The present invention relates to methods of sending multiple streams of data from a memory thru a controller to respective I/O devices, where a) the controller is coupled to the I/O devices thru at least one external data buffer (such as a data buffer in a bridge), and b) each stream of data is sent via a transmission burst in which the receipt of individual data words are not acknowledged.
One particular use for the present invention is to aid in the execution of multiple WRITE-TO-DISK instructions. With each WRITE-TO-DISK instruction, a stream of data is read from a memory by a controller; and concurrently, the controller sends the data to the particular disk on which the data is to be written. Typically, the stream of data is in the form of a data chain which consists of several data blocks that have separate starting addresses in the memory and are linked together by a list of pointers.
In the simplest case, the controller is coupled by a single I/O bus directly to a bus adapter for a set of disks. However, only a limited number of bus adapters, with their respective disks, can be attached to a single I/O bus. Thus, one or more bridges are often coupled between the controller and the bus adapters, in order to increase the total number of disks above the limit for the single bus.
Usually a bridge includes a data buffer which temporarily holds a portion of the data stream that is sent thru the bridge. But due to that data buffer, a problem arises when the data stream is sent thru the bridge via a transmission burst to a bus adapter which is of a type that can stop the transmission burst at any time by sending a terminate signal.
When such a terminate signal is sent, a portion of the data stream will be in the data buffer of the bridge, where it will be discarded.
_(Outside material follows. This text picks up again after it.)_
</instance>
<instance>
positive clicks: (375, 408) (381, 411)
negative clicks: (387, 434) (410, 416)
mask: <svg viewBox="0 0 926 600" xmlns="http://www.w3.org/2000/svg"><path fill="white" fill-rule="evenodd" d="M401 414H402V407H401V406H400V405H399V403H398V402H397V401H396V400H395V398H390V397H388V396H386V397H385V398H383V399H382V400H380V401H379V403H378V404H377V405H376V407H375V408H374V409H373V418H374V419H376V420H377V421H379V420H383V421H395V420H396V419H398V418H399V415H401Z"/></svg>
Thus the controller is unable to determine how much data was actually received by the bus adapter; and consequently, the controller is unable to restart the execution of the WRITE-TO-DISK instruction at the point where the terminate signal occurred.
One method for dealing with the above terminate problem is to send the data stream from the controller thru the bridge to the bus adapter such that a separate acknowledgment signal is sent by the bus adapter for each word of data that it receives. However, when the data is sent by that method, the transmission rate is greatly reduced in comparison to the burst mode of transmission wherein separate acknowledgment signals for each received data word do not occur.
Another method for dealing with the above terminate problem is to receive from the bus adapter, at some time after the terminate signal, the address in the memory of the last word which the bus adapter actually received. Then, the controller can restart the execution of the WRITE-TO-DISK instruction by re-reading the data stream from the memory starting at the received address; and by concurrently sending the data which it reads to the bus adapter.
However, the above method is also slow because it requires portions of the data stream to be re-read by the controller from the memory before the transmission burst to the bus adapter can be re-started. Further, the above method does not even work in the case where the data stream is in the form of a data chain because the controller cannot detect when the data in the stream that it receives during a transmission burst, changes from one data block in the memory to another data block.
Accordingly, a primary object of the present invention is to provide a method of sending streams of data from a memory thru a controller and an external data buffer to I/0 devices, via a transmission bursts, in which the above problems are overcome.
In accordance with the present invention, a stream of data words is sent from a memory thru a controller and an external data buffer to an I/O device by a method which includes the following five steps:
1) transferring a segment of the stream of data from the memory into the controller while concurrently sending a subsegment of the segment from the controller thru the data buffer to the I/O device via a transmission burst in which the receipt of individual parts of the subsegment are not acknowledged by the I/O device;
2) receiving a signal in the controller, from the I/O device at any time during the sending step, to terminate the transmission burst;
3) subsequently receiving a signal in the controller, from the I/O device, to restart the transmission burst beginning with a selectable part of the last subsegment that was sent;
4) removing from the controller, only the portion of the segment which precedes the selectable part of the subsegment; and,
5) repeating the above steps until the stream of data is received in its entirety by the I/O device.
With the above method, each part of the entire data stream is read from the memory and transferred into the controller only one time. This occurs due to the step in the above paragraph 4). By comparison, selectable parts of the data stream subsegments are sent twice from the controller thru the external data buffer to the I/O device. This occurs due to the step in the above paragraph 3).
To perform the above method, the controller preferably includes a novel refetchable first-in-first-out memory (RFIFO). In operation, the controller writes each segment of the data stream into the RFIFO in a first cyclic sequence, and the controller reads each subsegment from the RFIFO in a second sequence. This second sequence is the same as the first sequence except that the second sequence backs-up in response to the signal to restart the transmission burst beginning with a selectable part of the subsegment. Such reading of the RFIFO in the second sequence, which backs-up, cannot be accomplished by a conventional first-in-first-out memory because a conventional first-in-first-out memory can only be read in a single fixed cycle.